What are you teaching this semester?

This semester there is no teaching requirement since I am just onboarding within the fall semester. Next spring I will teach MP/NRE 4750 - Diagnostic Imaging Physics. It's a required undergraduate and graduate class in MP/NRE program and it's on entry-level description of modern medical imaging methods. I plan to have a course project with the real data acquisition on one of the imaging modalities in my research lab.


What is your research area?

My research is in the area of medical imaging and image analysis, and specifically focusing on x-ray tomographic reconstruction and large-volume clinical data processing. It involves building software and hardware tools to perform the data acquisition and analysis.
 

Why did you get interested in this particular field?

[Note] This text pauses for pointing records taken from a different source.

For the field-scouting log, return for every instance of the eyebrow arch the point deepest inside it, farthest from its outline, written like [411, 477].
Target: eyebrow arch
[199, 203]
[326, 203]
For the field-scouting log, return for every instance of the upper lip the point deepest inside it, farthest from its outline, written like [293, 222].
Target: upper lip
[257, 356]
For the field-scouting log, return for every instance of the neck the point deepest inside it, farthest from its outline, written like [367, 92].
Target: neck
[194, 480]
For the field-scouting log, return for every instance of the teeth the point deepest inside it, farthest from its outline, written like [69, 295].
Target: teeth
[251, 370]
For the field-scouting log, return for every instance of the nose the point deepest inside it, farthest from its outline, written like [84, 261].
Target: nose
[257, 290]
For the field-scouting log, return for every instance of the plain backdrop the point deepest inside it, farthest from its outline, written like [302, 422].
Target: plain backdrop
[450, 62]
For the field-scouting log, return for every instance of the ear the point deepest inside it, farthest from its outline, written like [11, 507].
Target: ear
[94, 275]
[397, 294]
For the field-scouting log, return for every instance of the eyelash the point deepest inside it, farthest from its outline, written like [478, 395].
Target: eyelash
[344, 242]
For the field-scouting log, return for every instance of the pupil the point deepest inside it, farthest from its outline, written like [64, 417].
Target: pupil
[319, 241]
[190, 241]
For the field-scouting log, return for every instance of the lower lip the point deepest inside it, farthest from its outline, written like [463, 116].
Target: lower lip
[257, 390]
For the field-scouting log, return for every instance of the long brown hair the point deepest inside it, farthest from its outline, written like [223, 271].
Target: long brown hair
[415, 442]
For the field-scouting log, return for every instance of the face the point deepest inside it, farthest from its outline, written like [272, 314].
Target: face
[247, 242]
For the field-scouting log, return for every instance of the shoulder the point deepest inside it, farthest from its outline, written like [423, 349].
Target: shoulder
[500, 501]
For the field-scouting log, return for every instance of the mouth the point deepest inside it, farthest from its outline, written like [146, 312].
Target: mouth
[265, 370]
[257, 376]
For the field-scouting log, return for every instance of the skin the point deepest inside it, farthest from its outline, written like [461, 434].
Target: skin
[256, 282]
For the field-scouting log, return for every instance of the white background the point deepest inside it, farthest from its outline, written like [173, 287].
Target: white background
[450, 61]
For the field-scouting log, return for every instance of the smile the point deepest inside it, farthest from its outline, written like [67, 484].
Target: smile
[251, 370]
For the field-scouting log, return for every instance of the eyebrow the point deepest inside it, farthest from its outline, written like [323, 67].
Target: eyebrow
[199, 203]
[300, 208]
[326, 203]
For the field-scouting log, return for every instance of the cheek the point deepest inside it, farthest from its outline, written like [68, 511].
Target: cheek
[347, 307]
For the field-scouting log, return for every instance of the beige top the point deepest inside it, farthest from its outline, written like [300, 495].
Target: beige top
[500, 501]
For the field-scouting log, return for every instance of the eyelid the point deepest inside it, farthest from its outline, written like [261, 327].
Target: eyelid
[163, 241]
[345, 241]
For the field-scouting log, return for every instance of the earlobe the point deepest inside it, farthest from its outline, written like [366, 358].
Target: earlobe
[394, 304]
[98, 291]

I was always interested in making things applicable in the real world and help with the patient treatment. As an engineer, I was taught enormous techniques in class. When I visited the hospital, I found that new technologies are already appearing in clinical environments in a hysteretic phase. The translational study from bench to bedside is in urgent demand for the clinical applications. Meanwhile, huge amounts of medical data were buried in the hospital database. I think we do need to construct the bridge connecting the technology and clinical requirements.
 

So the goal is to scale up and bring these imaging technologies to the clinic?

Yes- to the clinic and to the end user, patient.
 

What research projects are you going to be working on here?

I would start two promising projects which have solid prior accumulation. The first one is an efficient and smart spectral CT imaging system design. Spectral CT is an advanced tomographic imaging modality with the capability of tissue material discrimination. Previous works on spectral CT usually apply complicated hardware to generate spectral photons. My new design abandoned these inconvenient operations and utilized an easy-to-make beam modulator to achieve the goal of spectral separation. The new scheme has the merits of high-speed data acquisition and low cost. It is extremely suitable for the dedicated CT systems including the conebeam CT in radiation therapy.

The second project is the inverse mathematical optimization of learning parameter selection for large volume medical image analysis. The conventional way of doing radiomics analysis is a trial-and-error process requiring tedious tuning on the parameters in the network. I am working on the automatic findings of the parameters using inverse optimization scheme based on the objective function in the analysis process. The new scheme is more robust and flexible to various situations in the data processing and can be implemented into the workflow of clinical applications.
 

How many students do you plan to have working in your lab?

At the initial stage, I prefer to have two students working on the projects. More students will be included when new results are coming out and new project are designed. I will mentor the students by leading them to understand the way of finding and solving problems themselves. In other words, the students are expected to be the leader of their project. To achieve this goal, I will put a lot of effort into discussing the project details and help them to come up with several potential solutions. In the discussion, I will help them to summarize the key points and write reports for their future publications.
 

What is the biggest challenge of being a new Professor on campus?

Well, organizing different responsibilities at the same time is the biggest challenge of being a new faculty. In the meetings with senior professors, I learned a lot about rules and policies of the school and I will keep learning from them.